The research team assessed orders pertaining to patients who were enrolled in a Medicare Advantage plan from one national organization and had their RT order placed in calendar year 2019. Centers for Medicare & Medicaid Services patient race data was appended to the order data, as the orders did not include race. The team used multivariate logistic regression to examine the association between patient race (Black, White, Other) and order determination, controlling for age, the urbanicity and median income of the patient’s ZIP code, and whether the patient had breast magnetic resonance imaging (MRI) prior to the RT order. Multivariate logistic regress was conducted using both unmatched samples and samples matched on patient race.
Both the breast cancer and the prostate cancer analysis had the same overall conclusions. Prior authorization was found to produce outcomes that, when combined with retrospective race determination, revealed similar clinical appropriateness of orders for Black and non-Black populations. Rule-based CDSSs may be a means of ensuring that patients equally receive guideline-based care considering the latest scientific evidence, and that guidelines are enforced without racial bias. No evidence was found suggesting that combining CDSS with physician review increased bias.
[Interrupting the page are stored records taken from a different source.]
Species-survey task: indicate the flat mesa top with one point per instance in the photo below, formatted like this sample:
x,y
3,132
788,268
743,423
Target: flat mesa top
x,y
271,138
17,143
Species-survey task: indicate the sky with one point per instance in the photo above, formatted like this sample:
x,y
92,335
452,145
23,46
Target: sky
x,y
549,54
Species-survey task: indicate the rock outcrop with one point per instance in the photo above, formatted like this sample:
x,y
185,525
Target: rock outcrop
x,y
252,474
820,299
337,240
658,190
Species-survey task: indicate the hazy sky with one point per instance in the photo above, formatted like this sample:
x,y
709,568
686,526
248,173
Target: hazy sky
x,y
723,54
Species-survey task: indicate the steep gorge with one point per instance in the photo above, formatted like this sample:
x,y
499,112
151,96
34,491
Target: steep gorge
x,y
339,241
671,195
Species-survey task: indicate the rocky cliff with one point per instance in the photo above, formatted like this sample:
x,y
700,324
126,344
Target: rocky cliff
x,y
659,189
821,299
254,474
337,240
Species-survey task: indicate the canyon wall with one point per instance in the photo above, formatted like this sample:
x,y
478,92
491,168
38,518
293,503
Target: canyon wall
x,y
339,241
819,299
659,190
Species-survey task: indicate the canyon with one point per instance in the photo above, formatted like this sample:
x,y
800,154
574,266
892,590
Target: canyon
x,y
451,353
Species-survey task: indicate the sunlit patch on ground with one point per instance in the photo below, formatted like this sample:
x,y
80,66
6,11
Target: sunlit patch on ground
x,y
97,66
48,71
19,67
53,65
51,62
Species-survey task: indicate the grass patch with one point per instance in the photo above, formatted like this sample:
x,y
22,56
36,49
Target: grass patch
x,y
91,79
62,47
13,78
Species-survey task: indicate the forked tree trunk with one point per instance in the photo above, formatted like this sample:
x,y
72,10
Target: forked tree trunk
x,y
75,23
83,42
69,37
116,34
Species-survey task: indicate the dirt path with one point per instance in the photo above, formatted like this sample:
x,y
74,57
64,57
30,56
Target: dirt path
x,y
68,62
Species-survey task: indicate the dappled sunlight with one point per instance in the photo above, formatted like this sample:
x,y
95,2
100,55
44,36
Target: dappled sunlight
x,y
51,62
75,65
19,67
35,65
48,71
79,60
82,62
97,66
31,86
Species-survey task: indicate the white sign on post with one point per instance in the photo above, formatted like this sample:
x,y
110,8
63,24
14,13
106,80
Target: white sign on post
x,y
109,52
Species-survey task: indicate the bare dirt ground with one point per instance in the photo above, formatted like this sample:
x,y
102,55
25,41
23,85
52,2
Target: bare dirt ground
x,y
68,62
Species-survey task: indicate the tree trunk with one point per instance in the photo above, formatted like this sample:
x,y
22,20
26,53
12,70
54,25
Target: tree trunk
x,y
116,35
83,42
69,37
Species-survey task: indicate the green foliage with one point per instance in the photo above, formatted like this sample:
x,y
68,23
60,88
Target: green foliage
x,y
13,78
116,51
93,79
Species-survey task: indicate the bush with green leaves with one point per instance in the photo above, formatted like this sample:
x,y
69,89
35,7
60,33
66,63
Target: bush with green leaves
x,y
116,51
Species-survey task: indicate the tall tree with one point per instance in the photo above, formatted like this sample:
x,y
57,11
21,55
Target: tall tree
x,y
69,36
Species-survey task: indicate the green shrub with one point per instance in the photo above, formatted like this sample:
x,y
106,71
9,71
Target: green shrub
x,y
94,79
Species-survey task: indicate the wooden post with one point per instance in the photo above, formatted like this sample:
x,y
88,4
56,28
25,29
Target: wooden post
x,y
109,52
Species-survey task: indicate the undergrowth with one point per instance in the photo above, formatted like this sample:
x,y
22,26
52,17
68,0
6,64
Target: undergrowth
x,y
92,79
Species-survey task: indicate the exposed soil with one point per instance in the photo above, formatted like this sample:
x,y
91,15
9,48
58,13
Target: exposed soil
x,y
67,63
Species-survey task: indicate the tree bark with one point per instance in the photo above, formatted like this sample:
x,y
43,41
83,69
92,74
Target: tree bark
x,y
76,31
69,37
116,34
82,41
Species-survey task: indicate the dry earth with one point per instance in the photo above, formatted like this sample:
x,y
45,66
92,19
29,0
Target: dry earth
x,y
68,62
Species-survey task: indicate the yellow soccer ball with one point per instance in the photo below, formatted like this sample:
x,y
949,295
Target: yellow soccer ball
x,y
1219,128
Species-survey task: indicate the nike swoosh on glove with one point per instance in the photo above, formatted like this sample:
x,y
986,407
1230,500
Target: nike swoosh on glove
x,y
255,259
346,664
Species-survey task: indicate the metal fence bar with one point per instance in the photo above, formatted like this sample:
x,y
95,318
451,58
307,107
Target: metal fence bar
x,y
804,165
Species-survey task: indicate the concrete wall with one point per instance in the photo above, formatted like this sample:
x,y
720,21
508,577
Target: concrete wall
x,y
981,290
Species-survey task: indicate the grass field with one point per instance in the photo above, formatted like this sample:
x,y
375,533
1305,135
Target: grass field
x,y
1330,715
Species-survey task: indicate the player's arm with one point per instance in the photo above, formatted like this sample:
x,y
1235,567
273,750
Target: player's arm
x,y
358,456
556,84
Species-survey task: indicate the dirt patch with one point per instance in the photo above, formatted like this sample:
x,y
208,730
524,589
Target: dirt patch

In interpreting the findings, several limitations to the analyses should be considered. The analyses were not designed to examine racial disparities that may exist in cancer care outside of the ordering process. As all patients included in the study had a Medicare Advantage health plan from the same organization, the findings may not be generalizable to other populations
Due to the reliance upon order data, this study was not able to fully characterize the presentation of the patients, their comorbidities, or their social determinants of health. The patients significantly differed by race on all the characteristics considered in the descriptive statistics, and may have differed on other unobserved characteristics as well.
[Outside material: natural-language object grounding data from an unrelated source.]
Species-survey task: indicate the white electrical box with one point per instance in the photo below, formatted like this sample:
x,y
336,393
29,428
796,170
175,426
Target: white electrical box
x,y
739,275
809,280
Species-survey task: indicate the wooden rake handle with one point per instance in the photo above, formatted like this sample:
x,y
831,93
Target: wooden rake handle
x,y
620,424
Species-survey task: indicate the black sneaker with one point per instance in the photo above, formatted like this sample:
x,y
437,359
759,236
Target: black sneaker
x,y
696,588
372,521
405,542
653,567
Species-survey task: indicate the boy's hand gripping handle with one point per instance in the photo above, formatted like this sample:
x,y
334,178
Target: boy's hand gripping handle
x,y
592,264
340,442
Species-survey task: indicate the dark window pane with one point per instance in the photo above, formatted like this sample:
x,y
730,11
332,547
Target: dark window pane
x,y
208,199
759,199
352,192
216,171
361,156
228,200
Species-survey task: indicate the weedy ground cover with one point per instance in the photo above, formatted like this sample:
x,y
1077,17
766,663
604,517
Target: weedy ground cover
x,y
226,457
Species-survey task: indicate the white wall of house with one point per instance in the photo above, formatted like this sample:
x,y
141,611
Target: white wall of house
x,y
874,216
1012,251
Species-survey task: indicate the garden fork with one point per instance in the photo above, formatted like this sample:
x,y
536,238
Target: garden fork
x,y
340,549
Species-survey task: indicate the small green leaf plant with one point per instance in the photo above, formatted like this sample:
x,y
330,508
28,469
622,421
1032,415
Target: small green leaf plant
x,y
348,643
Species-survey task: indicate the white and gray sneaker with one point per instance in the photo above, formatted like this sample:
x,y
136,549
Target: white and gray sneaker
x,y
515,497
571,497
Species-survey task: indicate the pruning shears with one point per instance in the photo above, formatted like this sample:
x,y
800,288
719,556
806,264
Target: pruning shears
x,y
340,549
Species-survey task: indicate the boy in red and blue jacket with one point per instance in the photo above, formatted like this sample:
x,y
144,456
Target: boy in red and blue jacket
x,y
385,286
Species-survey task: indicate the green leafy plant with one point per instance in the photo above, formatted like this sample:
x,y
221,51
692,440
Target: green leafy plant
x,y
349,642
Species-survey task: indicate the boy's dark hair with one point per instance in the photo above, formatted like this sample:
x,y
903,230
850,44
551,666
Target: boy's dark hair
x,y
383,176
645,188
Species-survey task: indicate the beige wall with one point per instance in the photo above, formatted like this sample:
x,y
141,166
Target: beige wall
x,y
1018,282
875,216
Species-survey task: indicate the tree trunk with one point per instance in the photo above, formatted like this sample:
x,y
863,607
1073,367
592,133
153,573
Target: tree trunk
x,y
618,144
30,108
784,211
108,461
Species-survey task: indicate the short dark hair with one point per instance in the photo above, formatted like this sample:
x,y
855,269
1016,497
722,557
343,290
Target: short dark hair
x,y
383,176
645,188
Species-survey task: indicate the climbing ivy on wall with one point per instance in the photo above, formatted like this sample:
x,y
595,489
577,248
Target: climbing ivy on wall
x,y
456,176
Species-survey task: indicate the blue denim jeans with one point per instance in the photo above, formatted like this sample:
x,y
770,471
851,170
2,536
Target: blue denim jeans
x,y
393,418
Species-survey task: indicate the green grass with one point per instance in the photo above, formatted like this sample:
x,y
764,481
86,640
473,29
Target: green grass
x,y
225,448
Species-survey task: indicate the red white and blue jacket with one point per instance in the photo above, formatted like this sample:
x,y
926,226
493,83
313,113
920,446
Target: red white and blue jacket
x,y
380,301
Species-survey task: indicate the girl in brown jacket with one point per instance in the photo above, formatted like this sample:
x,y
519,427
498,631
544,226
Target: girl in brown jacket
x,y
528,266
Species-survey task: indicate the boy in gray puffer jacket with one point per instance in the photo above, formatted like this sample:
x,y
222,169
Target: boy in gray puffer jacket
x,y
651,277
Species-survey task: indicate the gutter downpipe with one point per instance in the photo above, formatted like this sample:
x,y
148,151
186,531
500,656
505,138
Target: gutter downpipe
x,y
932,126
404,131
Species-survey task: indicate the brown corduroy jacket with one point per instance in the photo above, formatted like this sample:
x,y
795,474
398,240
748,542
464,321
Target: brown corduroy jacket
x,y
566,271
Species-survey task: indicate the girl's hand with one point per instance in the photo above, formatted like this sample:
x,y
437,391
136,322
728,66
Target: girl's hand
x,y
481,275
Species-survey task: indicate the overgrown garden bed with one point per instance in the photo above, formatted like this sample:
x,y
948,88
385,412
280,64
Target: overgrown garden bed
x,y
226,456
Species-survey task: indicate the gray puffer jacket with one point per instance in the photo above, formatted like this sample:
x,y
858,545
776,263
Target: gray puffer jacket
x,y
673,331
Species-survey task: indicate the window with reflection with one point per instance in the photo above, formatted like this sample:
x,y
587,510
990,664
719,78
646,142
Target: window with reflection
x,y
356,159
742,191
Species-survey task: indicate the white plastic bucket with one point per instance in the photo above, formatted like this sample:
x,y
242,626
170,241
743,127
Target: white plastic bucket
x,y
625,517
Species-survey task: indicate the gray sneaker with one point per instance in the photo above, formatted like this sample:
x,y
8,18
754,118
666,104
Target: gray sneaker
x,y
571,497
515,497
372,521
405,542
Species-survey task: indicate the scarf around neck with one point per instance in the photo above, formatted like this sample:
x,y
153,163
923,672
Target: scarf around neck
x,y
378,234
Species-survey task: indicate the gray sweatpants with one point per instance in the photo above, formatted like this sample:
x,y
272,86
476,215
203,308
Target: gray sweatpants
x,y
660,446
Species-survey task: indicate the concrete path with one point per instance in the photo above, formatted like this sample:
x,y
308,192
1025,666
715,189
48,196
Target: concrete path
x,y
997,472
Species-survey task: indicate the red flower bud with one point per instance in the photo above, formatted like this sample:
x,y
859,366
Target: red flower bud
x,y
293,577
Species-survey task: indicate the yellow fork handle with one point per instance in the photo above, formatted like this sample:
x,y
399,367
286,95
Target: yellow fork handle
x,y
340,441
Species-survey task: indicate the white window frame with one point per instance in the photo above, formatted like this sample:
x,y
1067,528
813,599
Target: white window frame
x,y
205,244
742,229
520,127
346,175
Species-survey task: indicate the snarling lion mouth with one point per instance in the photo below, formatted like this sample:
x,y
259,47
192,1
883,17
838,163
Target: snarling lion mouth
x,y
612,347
In response to the study’s findings, the study’s lead author, Adam C. Powell, Ph.D., remarked, “The HealthHelp / Humana research team is committed to identifying and addressing racial disparities in healthcare. We looked carefully at the prior authorization outcomes that patients experienced when seeking radiation therapy for the treatment of multiple cancers, including breast and prostate cancers. We consistently found that among the patients we examined – who were all insured and received orders for radiation therapy – there was no evidence of racial disparities.”